Marvin Davis

Profile
- Positions: Defensive lineman • Linebacker

Personal information
- Born: May 25, 1952 (age 73) Shreveport, Louisiana, U.S.
- Height: 6 ft 4 in (1.93 m)
- Weight: 235 lb (107 kg)

Career information
- High school: Eden Gardens (LA)
- College: Southern

Career history
- 1974: Houston Oilers
- 1975: Shreveport Steamer
- 1976–77: Montreal Alouettes
- 1978: Hamilton Tiger-Cats
- 1978: Winnipeg Blue Bombers

Awards and highlights
- Grey Cup champion (1977);
- Stats at Pro Football Reference

= Marvin Davis (Canadian football) =

American gridiron football player (born 1952)

Marvin Eugene Davis (born May 25, 1952) is a former gridiron football linebacker, defensive lineman and Grey Cup champion.

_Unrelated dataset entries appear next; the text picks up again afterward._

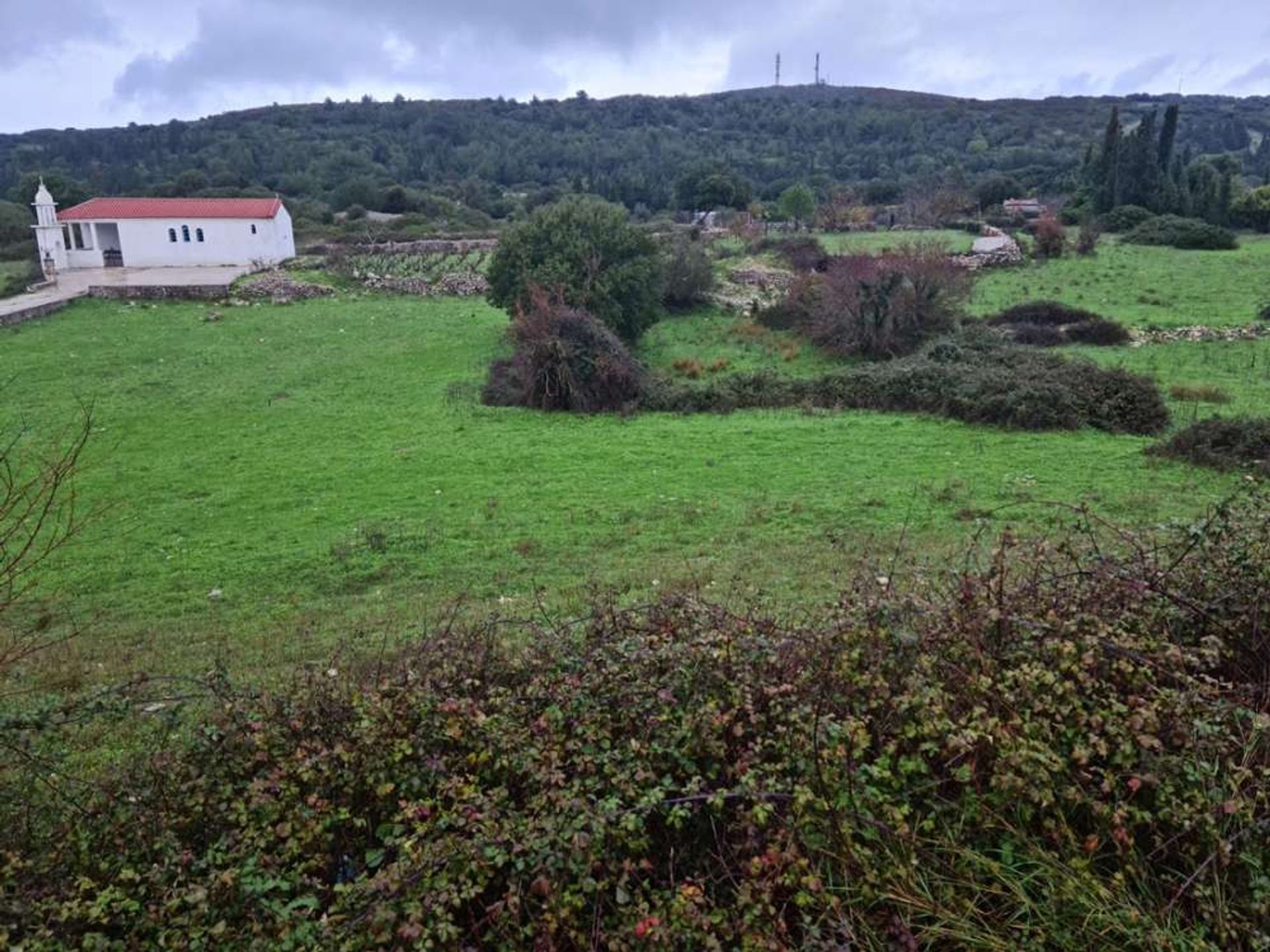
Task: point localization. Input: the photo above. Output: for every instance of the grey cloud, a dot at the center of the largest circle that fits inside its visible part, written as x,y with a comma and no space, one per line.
1249,81
1137,78
482,48
33,30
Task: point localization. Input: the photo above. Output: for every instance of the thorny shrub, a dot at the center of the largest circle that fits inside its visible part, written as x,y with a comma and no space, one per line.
563,360
977,379
1221,444
1067,746
689,273
1050,238
1049,323
1187,234
884,306
803,252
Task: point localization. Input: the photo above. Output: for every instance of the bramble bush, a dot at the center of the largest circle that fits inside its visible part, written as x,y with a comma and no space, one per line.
689,273
1187,234
1126,218
1049,324
1221,444
563,360
586,252
1066,746
883,306
803,252
1050,238
974,377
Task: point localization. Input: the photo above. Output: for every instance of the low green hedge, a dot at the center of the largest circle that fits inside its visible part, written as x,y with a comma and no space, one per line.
1187,234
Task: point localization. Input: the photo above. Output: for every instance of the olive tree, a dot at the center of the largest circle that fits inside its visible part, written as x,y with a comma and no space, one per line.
586,253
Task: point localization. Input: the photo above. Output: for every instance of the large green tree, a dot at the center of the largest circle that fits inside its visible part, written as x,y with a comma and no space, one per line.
1253,210
586,252
798,204
16,223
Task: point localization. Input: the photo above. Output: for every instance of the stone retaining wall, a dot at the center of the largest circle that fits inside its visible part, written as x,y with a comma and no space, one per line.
16,317
160,292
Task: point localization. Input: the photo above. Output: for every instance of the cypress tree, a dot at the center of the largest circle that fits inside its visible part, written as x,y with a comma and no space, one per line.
1169,136
1109,192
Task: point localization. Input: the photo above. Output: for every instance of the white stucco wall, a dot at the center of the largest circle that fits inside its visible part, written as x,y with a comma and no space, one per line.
145,243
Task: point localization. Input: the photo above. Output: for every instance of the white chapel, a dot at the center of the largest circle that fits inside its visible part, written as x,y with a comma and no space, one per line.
161,233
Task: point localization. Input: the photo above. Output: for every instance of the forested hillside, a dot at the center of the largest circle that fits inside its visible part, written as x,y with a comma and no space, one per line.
494,155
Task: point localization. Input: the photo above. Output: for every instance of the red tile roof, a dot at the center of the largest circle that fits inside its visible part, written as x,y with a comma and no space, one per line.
99,208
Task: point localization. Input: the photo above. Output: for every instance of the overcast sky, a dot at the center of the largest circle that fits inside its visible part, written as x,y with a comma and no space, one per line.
106,63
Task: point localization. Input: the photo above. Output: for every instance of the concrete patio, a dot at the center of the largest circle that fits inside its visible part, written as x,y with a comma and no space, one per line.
80,284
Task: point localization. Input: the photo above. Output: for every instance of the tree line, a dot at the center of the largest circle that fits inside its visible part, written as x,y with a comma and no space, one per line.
474,161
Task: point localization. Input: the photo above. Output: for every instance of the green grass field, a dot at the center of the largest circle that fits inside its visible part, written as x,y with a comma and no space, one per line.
1143,286
9,274
327,466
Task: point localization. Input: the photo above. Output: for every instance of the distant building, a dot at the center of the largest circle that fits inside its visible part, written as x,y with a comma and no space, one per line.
161,233
1024,207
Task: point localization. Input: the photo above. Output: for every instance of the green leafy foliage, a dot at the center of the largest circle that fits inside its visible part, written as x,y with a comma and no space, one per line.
1222,444
1253,210
796,205
1060,744
1049,323
1187,234
689,273
1049,238
1126,218
976,379
563,360
880,306
585,252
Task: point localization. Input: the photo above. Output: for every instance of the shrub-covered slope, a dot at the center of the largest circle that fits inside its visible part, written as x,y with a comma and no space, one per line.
1068,746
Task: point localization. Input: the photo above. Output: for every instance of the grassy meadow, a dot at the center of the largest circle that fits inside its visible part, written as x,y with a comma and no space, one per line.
327,466
1143,286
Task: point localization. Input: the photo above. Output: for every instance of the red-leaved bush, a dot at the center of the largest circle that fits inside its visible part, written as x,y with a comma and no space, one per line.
882,306
1062,746
563,360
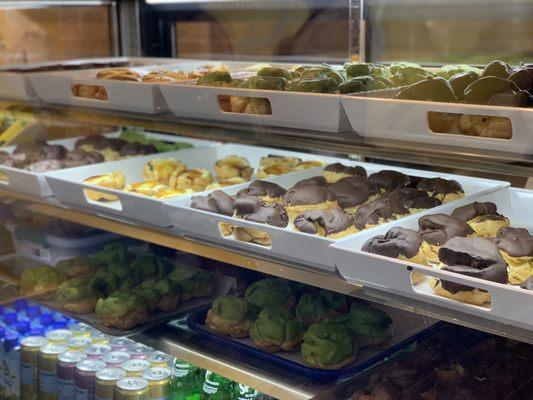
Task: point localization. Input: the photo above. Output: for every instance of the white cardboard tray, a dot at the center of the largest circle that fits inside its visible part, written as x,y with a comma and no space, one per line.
68,186
509,304
287,244
32,183
407,120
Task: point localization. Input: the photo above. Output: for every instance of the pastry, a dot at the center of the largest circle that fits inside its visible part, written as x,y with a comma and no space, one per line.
516,246
482,217
443,189
403,244
253,209
232,167
328,345
332,224
113,180
267,192
161,170
230,316
193,179
303,198
475,257
337,171
275,329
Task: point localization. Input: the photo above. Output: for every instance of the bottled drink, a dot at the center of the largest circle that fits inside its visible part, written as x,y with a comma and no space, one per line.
187,381
216,387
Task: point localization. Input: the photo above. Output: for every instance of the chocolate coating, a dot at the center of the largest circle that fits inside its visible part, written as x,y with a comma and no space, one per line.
253,209
345,169
332,221
395,242
261,189
216,201
437,229
307,194
389,179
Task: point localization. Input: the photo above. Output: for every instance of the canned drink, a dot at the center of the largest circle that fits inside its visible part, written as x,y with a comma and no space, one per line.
135,367
96,351
29,366
48,370
159,382
78,343
132,388
105,382
84,378
66,366
138,350
115,359
160,359
59,336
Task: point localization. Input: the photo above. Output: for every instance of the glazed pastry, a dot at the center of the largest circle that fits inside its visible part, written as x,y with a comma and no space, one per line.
267,192
403,244
113,180
337,171
275,329
270,292
233,167
303,198
328,345
516,246
388,179
192,179
482,217
475,257
332,224
253,209
161,170
230,316
443,189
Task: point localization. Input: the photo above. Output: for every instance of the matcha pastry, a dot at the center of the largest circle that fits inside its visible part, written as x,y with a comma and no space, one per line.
230,316
275,329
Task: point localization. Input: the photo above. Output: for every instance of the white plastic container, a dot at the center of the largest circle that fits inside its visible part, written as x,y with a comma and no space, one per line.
509,304
287,244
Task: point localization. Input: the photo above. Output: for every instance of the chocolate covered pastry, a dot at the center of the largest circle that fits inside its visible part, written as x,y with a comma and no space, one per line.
482,217
475,257
336,171
403,244
332,224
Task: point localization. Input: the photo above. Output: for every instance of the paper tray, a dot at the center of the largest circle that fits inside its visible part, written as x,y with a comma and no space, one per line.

Davis played his college football at Southern University and began his career in 1974 with the National Football League (NFL)'s Houston Oilers, where he played 13 games as a back-up. He then joined the World Football League (WFL)'s Shreveport Steamer for 1975. In 1976, he moved to Canada with the Montreal Alouettes and was part of their 1977 Grey Cup winning team. He finished his career in 1978 with the Hamilton Tiger-Cats and Winnipeg Blue Bombers.